De otro lado, un estudio del Banco Mundial, respecto al grado de corrupción administrativa en nuestro país, permitió conocer en marzo de este año que el fenómeno es tan grande que anualmente le representa al erario casi 5 billones 200.000 millones de pesos, reflejados en el sobrecosto de las compras y en sobornos que equivalen al 19 % del valor total del contrato; resultando necesario casi siempre, según los contratistas, utilizar procedimientos ilegales para lograr ganar la adjudicación de los contratos.

 

En tanto es clara y ampliamente decidida esa “acción y efecto de dañar, sobornar o pervertir a alguien”, la muy proclamada lucha contra la corrupción parece insuficiente y cada vez la patria se escandaliza todavía más, si es que ya no perdió su capacidad de asombro para estos casos, al conocer las intimidades o detalles de tan procaz mundo.

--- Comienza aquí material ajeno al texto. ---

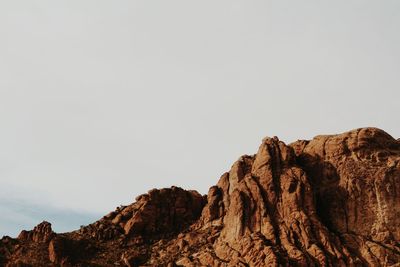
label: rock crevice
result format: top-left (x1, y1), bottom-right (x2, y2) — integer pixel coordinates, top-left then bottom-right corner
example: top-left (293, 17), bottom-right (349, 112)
top-left (1, 127), bottom-right (399, 266)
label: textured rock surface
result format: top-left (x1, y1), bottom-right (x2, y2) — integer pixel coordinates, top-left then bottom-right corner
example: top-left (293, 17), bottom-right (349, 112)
top-left (1, 128), bottom-right (399, 266)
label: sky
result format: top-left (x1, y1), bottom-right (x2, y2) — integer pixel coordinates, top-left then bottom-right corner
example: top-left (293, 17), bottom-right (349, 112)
top-left (0, 0), bottom-right (399, 237)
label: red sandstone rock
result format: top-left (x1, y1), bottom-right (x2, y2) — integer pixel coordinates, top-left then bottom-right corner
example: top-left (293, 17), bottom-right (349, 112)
top-left (1, 128), bottom-right (399, 266)
top-left (17, 221), bottom-right (54, 243)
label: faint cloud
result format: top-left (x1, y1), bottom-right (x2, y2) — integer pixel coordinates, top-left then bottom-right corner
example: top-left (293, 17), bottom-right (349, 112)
top-left (0, 198), bottom-right (101, 237)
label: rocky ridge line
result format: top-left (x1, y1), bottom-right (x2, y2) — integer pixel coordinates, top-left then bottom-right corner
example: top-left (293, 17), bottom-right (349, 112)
top-left (1, 127), bottom-right (399, 266)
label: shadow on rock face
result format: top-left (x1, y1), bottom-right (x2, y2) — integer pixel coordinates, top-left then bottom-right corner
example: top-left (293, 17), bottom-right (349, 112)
top-left (1, 128), bottom-right (399, 266)
top-left (296, 153), bottom-right (348, 232)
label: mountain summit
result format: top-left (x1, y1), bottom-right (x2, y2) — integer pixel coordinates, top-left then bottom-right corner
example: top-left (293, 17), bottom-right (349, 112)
top-left (1, 128), bottom-right (399, 266)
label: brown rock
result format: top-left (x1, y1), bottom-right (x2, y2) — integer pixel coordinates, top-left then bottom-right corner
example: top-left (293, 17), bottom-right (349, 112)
top-left (17, 221), bottom-right (54, 243)
top-left (1, 127), bottom-right (399, 266)
top-left (121, 186), bottom-right (206, 237)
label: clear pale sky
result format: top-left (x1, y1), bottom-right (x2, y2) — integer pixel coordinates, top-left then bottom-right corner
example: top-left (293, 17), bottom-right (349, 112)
top-left (0, 1), bottom-right (399, 237)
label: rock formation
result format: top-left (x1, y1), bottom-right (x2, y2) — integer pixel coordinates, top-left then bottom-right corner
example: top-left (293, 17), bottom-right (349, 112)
top-left (1, 127), bottom-right (399, 266)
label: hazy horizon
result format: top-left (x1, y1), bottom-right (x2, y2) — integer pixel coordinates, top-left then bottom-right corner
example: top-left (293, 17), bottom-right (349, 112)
top-left (1, 0), bottom-right (399, 237)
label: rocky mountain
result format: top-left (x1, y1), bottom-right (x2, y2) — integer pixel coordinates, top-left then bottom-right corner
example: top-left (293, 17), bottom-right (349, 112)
top-left (1, 127), bottom-right (399, 266)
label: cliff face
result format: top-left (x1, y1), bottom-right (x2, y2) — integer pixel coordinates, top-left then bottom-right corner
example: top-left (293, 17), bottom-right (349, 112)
top-left (1, 128), bottom-right (399, 267)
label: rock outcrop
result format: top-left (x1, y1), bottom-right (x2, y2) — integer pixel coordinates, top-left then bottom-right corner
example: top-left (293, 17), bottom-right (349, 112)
top-left (1, 127), bottom-right (399, 266)
top-left (17, 221), bottom-right (55, 243)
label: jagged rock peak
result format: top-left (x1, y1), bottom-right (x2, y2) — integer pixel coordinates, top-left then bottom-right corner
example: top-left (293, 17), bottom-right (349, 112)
top-left (1, 127), bottom-right (399, 266)
top-left (80, 186), bottom-right (206, 241)
top-left (17, 221), bottom-right (54, 243)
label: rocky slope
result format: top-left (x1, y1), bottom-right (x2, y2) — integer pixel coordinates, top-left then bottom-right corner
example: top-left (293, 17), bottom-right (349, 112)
top-left (1, 127), bottom-right (399, 266)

Aterra saber de los innumerables y variados carruseles que para la contratación administrativa se ponen en marcha en gran parte del territorio nacional, sin que para nada valga ni amedranten en lo más mínimo ejemplares medidas como el incremento de las penas en los delitos o la drasticidad de las sanciones disciplinarias y fiscales con las que afanosamente se busca “reducir la corrupción a sus justas proporciones”. En definitiva, las normas no asustan, las altas penas no disuaden, la corrupción aumenta, la práctica está fuera de control y, para colmo de males, los procesos penales, disciplinarios y fiscales no avanzan. 

 

Pero si respecto a la cosa pública la situación se advierte desbordada, qué no decir del sector privado donde precisamente por eso, por lo privado o particular, casi nada se sabe sobre el tema, y en consecuencia resulta preocupante que lo poco conocido sobre la materia sea, si es que se conoce, el artículo 250 A del Código Penal (Ley 599 del 2000, adicionada por el artículo 16 de la Ley 1474 del 2011), donde se tiene establecido, bajo el nomen juris de corrupción privada, que “el que directamente o por interpuesta persona prometa, ofrezca o conceda a directivos, administradores, empleados o asesores de una sociedad, asociación o fundación una dádiva o cualquier beneficio no justificado para que le favorezca a él o a un tercero, en perjuicio de aquella, incurrirá en prisión de cuatro (4) a ocho (8) años y multa de diez (10) hasta de mil (1.000) salarios mínimos legales mensuales vigentes”, esto es, que se tipificó como conducta punible la práctica en el sector privado, costumbre de la que se dice en voz baja que supera con creces a la de la rama pública.

 

Corrupción, pública y privada. ¿Un mal de nunca acabar?, ¿un flagelo que aún no se reduce a sus justas proporciones o que no se logra combatir por falta de voluntad y efectividad?

 

¡Las entidades de control y represión tienen la palabra!, y desde hace mucho tiempo.